エコキュートと太陽光発電を連携させるメリットとは?光熱費の削減になるか解説
2025年7月22日

近年、電気代の高騰が続き、毎月の電気代の高さに頭を悩ませている人も多いのではないでしょうか。そこで、節電対策として少ない電気でお湯が沸かせる「エコキュート」を選ぶ人も増えています。ところが、エコキュートによる光熱費の削減効果を、より高める方法があるのはご存知でしょうか。それは、エコキュートと太陽光発電を連携させる方法です。そこで今回はエコキュートと太陽光発電を連携させて得られるメリットや、各メーカーの太陽光発電との連携に対応したエコキュートについて紹介していきます。
1.まずは「エコキュート」と「太陽光発電」の仕組みをおさらい
エコキュートと太陽光発電は、それぞれどのような仕組みなのかから、おさらいしておきましょう。
1-1.エコキュートの仕組みとは?
エコキュートは、家庭用給湯設備の一種で、電気の力を利用してお湯を作ります。一般的な「ガス給湯器」がガスを燃料にしてその場でお湯を沸かすのに対して、エコキュートは電気と空気中の熱を組み合わせて効率よくお湯を作る仕組みです。
電気で直接タンクを加熱する「電気温水器」とも異なり、エコキュートは空気の熱をヒートポンプ技術で取り込み、その熱を使って水を温めます。つまり、少ない電力でも高効率でお湯を沸かせるのが特徴です。
また、ガス給湯器のように使うたびにその都度お湯を沸かすのではなく、エコキュートではあらかじめまとめてお湯を沸かし、それを貯湯タンクに蓄えておくというスタイルをとっています。とくに電気代が安くなる深夜の時間帯を利用してお湯を沸かすことで、ランニングコストの削減にもつながります。
1-2.太陽光発電とは?
太陽光発電は、屋根の上に太陽光パネルを設置して、太陽光のエネルギーを集めて電気を作るシステムです。発電した電気は、自宅の家電を稼働させるのに使ったり、余った分は電力会社に買い取ってもらったりします。太陽光発電で電気を作り出せれば、もちろん電気代はかかりません。
ただし、太陽光発電で作り出した電力は、ためておけません。そのため、蓄電池を併用して蓄電する家庭も多々あります。
2.エコキュートと太陽光発電の連携とは?
エコキュートと太陽光発電は、どちらも省エネ効果を高められる設備ですが、これらを連携させればさらに、高い省エネ効果が期待できるといわれています。そこでここでは、エコキュートと太陽光発電の連携について、具体的に解説していきましょう。
2-1.エコキュートと太陽光発電の連携とは?
エコキュートは、単価の安い夜間電力を使ってお湯を沸かしてためておく仕組みです。

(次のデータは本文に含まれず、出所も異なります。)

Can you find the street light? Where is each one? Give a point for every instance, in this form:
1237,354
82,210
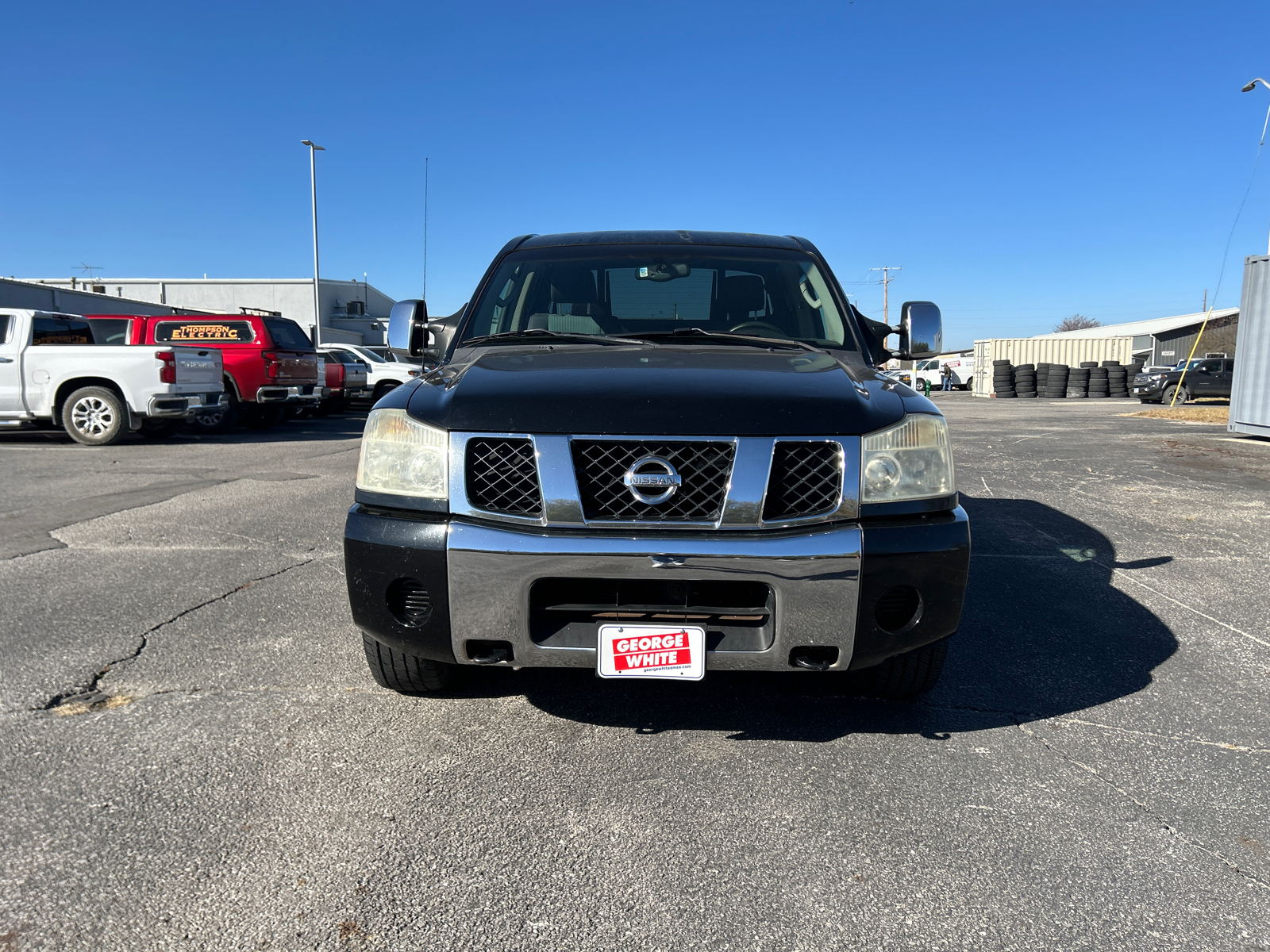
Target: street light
313,183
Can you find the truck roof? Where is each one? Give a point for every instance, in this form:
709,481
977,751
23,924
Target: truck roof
737,239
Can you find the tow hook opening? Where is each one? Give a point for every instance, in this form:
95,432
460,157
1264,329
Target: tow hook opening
819,658
489,651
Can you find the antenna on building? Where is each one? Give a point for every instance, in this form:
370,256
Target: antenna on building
425,228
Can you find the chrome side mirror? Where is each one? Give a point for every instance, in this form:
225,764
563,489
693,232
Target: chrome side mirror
408,328
921,329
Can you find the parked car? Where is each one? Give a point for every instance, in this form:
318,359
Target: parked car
1206,378
346,380
933,370
54,368
383,374
270,362
656,455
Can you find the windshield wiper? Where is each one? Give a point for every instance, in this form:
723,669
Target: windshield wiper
743,340
533,334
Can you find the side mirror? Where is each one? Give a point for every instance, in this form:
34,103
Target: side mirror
921,329
408,328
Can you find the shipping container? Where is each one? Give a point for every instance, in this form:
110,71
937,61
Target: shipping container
1068,351
1250,390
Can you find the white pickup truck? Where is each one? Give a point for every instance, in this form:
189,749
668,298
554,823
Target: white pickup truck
59,368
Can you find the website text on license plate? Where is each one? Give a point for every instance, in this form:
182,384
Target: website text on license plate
652,651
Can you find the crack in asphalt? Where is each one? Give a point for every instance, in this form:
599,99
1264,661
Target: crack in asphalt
1178,835
89,687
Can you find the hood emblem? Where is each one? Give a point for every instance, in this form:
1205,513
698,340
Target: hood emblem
652,480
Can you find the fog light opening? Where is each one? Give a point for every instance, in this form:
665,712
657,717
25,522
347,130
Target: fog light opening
899,608
410,602
489,651
814,658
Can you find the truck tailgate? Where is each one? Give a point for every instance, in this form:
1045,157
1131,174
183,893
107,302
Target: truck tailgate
198,366
296,367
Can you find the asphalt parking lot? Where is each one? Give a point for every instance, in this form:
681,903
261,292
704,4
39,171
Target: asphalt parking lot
196,757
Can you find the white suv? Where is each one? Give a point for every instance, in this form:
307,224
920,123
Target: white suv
381,374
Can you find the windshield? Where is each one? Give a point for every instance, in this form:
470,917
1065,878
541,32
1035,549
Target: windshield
624,291
368,355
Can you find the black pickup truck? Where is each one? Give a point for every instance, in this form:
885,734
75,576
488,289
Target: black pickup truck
656,455
1210,376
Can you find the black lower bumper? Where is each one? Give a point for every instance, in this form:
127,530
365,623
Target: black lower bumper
912,582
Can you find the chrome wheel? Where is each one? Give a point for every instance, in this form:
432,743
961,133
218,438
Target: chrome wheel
93,416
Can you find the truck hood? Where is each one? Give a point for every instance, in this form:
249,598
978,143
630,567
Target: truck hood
704,391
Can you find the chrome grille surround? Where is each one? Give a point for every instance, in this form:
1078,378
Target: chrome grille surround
743,499
705,470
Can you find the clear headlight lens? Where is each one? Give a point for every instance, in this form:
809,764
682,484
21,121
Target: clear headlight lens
403,456
912,460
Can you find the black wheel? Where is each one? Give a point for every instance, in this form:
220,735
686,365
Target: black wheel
220,420
159,429
905,676
95,416
262,418
406,674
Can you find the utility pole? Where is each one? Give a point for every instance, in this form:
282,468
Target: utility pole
886,279
313,184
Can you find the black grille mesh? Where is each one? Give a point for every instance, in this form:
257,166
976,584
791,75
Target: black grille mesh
704,469
503,476
806,480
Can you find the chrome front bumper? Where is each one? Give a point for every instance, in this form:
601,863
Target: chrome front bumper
186,405
814,575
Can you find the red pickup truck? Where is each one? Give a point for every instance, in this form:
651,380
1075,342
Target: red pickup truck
270,362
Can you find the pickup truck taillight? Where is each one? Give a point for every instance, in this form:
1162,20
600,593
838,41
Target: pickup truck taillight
168,372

ところが、太陽光発電をしているなら、昼間に自家発電で作り出した電気を使って、お湯を沸かすというエコキュートの使い方もできるようになります。これが、エコキュートと太陽光発電の連携です。
2-2.太陽光発電に対応したエコキュートでないと連携できない?
エコキュートと太陽光発電を連携させる時に注意しなければならないのは、エコキュートのモデルです。エコキュートすべてが太陽光発電と連携できるわけではなく、太陽光発電との連携に対応したモデルでなければなりません。古いエコキュートや機能が限られた普及価格帯の一部モデルなどでは、昼間の沸き上げがコントロールできない機種もあるのです。
単に沸き上げを昼間にタイマー設定すれば太陽光発電が作り出した電力で沸き上げできるものの、発電量が少ない日には、電力会社から買った電力で沸き上げしてしまいかねません。太陽光発電と連携させて効果的に発電するには、太陽光発電との連携を前提にしたエコキュートを選ぶ必要があります。
2-3.エコキュートと太陽光発電の連携方法
エコキュートと太陽光発電を連携するには、連携を前提にしたエコキュートを選ばなければなりません。連携を前提にしたエコキュートと太陽光発電を連携させて沸き上げするには、いくつかの方法があります。
「AI制御」機能が搭載されているエコキュートなら、天気予報から発電量を予測して、最適なタイミングと量で沸き上げをしてくれます。そのため、発電できた量に応じて、タイミングよく沸き上げすることが可能です。
また、家庭内のさまざまな家電をネットワークでつなぎ、エネルギーの流れを一元管理するHEMS(ホームエネルギーマネジメントシステム)を導入した家庭なら、さらに簡単に連携できます。HEMSに対応したエコキュートを連携させることで、太陽光の発電量と使用量をリアルタイムでモニタリングして、電力が余ったタイミングで自動的に沸き上げします。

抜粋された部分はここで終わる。